One of the oldest and most often-recurring heresies that has confronted the church is modalism. At its core, modalism is an error that denies the diversity within the Godhead. It collapses the distinctions between the three persons of the Godhead, proclaiming that the Father, Son, and Holy Spirit are identical both in essence and in person. In modalism, the Father, the Son, and the Holy Spirit do not exist from all eternity as persons that cannot be confused with one another. Instead, God is like one person who wears different masks or hats. Before the incarnation, the one God was Father. In the incarnation, God took off the Father hat and put on the Son hat. After the resurrection of Christ, God took off the Son hat and put on the Holy Spirit hat. From all eternity, the one God has not existed as three persons in perfect fellowship with one another but as one person in fellowship with no other person, for there was no other person before creation.

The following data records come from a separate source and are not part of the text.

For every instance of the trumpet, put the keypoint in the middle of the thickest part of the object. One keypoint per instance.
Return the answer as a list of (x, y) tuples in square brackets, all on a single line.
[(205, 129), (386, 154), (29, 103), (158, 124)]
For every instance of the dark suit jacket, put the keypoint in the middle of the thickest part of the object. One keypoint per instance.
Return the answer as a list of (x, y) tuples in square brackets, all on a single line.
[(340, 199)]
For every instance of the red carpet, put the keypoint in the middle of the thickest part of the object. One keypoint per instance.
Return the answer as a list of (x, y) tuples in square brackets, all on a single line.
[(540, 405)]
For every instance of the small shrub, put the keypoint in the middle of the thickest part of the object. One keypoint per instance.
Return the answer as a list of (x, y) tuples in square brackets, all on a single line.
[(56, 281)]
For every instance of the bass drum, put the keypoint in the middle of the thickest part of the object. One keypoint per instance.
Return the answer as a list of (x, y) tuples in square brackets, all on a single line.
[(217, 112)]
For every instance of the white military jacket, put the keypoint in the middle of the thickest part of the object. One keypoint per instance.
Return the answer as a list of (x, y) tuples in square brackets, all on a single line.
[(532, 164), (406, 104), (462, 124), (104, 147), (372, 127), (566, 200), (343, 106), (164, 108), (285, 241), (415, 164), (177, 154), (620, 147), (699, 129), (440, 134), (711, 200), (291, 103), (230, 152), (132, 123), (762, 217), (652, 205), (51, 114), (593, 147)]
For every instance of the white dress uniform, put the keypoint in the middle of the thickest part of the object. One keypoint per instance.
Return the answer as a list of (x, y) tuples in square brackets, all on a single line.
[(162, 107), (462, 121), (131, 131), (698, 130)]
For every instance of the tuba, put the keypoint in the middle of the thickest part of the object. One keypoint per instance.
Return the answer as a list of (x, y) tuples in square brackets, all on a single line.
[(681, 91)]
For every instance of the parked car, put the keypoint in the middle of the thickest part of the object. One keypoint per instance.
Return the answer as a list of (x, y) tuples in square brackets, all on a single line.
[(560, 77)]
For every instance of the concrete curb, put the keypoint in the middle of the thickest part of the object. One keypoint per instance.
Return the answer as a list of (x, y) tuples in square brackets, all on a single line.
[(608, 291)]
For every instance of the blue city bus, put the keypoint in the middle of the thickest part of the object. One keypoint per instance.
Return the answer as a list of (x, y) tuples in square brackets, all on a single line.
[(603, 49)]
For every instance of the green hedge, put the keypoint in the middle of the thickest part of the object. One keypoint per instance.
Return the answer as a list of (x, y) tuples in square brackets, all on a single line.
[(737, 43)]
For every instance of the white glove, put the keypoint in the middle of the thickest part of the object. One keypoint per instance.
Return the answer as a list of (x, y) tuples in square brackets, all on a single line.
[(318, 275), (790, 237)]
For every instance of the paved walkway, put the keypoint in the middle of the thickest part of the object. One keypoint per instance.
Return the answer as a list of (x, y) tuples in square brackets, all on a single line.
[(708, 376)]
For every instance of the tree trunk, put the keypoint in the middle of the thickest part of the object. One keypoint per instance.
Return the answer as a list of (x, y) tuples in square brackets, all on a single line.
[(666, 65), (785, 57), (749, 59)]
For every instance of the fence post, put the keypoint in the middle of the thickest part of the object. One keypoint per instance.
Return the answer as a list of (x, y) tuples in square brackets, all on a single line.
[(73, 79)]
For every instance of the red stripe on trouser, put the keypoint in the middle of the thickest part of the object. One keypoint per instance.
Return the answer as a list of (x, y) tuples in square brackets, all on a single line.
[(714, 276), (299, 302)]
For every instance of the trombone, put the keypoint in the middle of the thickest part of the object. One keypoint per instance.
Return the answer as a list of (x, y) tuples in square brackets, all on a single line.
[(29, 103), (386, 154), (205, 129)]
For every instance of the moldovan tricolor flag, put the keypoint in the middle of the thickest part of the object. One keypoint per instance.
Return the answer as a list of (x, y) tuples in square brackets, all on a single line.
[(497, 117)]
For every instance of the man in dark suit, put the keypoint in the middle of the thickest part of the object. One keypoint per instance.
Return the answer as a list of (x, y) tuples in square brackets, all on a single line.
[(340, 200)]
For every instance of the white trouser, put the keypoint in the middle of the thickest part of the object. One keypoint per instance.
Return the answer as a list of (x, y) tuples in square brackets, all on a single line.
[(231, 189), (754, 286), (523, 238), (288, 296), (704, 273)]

Scripture is quite clear, however, that the Godhead has possessed diversity from the beginning. In today’s passage, we read about the Lord God speaking to another Lord (Ps. 110:1). From Jesus’ exposition of this passage in Matthew 22:41–46, we learn that the second Lord mentioned by David in the psalm, who is David’s son, must also be greater than David. His words are an affirmation that the promised Messiah from David’s line precedes and is greater than David’s line. In other words, the Lord to whom David refers is both son of David and Son of God. Psalm 110:1 references the preexistence and deity of Christ. Yet, in the same text we see a clear distinction between the two Lords mentioned. “The LORD” here speaks to a “Lord” who is the Son of God, and the fact that two Lords can speak to one another indicates the presence of two personal relations or subsistences, both of whom are fully God. There is an eternal, personal distinction between God the Son and God the Father (but not in terms of Their essential attributes). In light of the full biblical witness, we may extrapolate this distinction to the person of the Holy Spirit as well, for Scripture in several places refers to all three persons in a manner that assumes distinctions between Them (see Matt. 28:18–20).
This eternal distinction between persons shows us that God is fundamentally personal. From all eternity, because God is three distinct persons, God has enjoyed personal relations. We do not worship an impersonal force but a personal deity who relates to us intimately as creatures made in His image.